Can you hear me yet?
A proposal to improve spotty cellular communications coverage in areas of the City of Warren has cleared a hurdle.
Mark Kulik of Tilson, a network deployment and construction technology company with headquarters in Portland, Maine, spoke before the city Zoning Hearing Board on Thursday.
The company was contracted to improve cellular infrastructure for areas that have demonstrated deficiencies.
The proposal includes installing small antennas on utility poles. Those poles would be connected to a fiber-optic network which would carry the signal to cellular towers.
“This came as a result of a need communicated by the citizens of Warren?” board member Mark Eberle asked.
Kulik said the residents did not need to complain. Verizon keeps use reports including dropped calls and areas of no service. When it, or another company, finds an area that is problematic, it will take steps to rectify the problems, he said.
Kulik assured board members that it is highly unlikely that there would be any kind of interference to existing signals, but if there were, the Federal Communications Commission has protocols in place for rapid handling of interference.

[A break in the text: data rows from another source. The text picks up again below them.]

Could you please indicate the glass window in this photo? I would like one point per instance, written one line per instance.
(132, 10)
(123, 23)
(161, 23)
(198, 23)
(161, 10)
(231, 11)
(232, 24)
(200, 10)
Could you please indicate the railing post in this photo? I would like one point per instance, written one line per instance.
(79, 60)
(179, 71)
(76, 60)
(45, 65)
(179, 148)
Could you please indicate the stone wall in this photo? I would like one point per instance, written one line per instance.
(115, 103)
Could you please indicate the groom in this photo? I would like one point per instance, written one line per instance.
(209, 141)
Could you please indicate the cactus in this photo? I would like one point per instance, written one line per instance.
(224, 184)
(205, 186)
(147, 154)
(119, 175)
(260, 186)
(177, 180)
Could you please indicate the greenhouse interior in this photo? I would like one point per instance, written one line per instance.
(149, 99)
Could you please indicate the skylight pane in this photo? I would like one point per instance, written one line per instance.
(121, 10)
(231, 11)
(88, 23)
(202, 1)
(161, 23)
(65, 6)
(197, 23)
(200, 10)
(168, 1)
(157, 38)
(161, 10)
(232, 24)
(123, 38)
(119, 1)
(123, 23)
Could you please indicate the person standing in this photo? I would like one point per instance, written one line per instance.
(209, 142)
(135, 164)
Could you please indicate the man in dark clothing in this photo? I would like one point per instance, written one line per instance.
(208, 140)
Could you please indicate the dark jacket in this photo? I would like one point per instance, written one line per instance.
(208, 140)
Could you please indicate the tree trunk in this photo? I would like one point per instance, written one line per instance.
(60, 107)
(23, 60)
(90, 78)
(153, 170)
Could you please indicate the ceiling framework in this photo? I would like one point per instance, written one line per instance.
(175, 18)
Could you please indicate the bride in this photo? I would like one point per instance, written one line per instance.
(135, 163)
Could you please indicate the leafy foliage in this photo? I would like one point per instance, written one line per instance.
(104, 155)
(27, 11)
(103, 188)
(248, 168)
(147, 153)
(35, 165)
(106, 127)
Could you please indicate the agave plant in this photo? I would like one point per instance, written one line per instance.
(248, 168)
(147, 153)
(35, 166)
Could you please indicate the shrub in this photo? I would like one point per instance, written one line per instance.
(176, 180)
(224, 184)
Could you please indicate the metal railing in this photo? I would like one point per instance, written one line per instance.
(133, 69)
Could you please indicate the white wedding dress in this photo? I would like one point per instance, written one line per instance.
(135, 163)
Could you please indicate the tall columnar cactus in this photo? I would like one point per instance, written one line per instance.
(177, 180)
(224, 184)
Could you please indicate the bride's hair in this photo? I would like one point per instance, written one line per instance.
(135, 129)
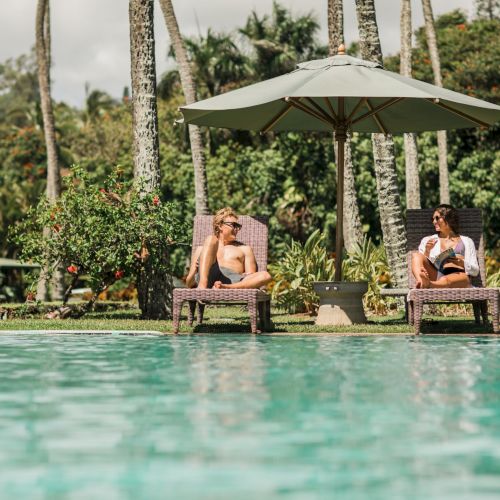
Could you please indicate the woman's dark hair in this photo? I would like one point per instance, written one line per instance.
(450, 215)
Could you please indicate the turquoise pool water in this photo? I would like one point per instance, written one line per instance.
(236, 416)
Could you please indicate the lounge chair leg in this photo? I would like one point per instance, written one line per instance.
(192, 306)
(200, 311)
(268, 315)
(495, 314)
(252, 311)
(177, 306)
(476, 306)
(418, 307)
(484, 311)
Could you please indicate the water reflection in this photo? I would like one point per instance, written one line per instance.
(237, 416)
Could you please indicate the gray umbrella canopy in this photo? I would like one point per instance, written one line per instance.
(374, 100)
(342, 93)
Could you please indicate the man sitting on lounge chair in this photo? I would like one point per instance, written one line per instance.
(222, 261)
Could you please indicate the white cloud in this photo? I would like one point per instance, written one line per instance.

At 602 Conewango Ave., “we are looking to put this on the existing Verizon pole,” Kulik said. The added equipment includes a 14-inch by four-foot box near the center of the pole that will contain a meter and disconnect and a two-foot tall, 18-inch diameter cylindrical antenna that will look like an extension on top of the pole.
Tilson, doing business as SQF LLC, would put a new pole in the existing location — a common ask by the pole owners, Kulik said. That would result in a slightly taller pole when a standard 38.5 foot pole (45 feet in total length with 6.5 feet buried) replaces the existing, shorter one.
At the 110 Hill St. location, there is not currently a pole. Nearby poles all have transformers or other equipment on them and the owner would require Tilson to install a ground-level system — something that does not satisfy the company’s needs.
A new pole would be installed and connected to power and fiber across the street.
There would be no need to trim or cut any trees at this time, Kulik said.
The board unanimously approved the special exceptions in both cases. City Planner David Hildebrand said the city code enforcement office would move forward and make sure the proposals are not in violation of any codes.
There is a 30-day appeal period that became effective once the board approved the special exceptions, Hildebrand said.
He said other, similar proposals could come before the board, but generally only in areas that are residential zones. In commercial and industrial zones, there would be no need for a special exception. The city offices would handle those applications.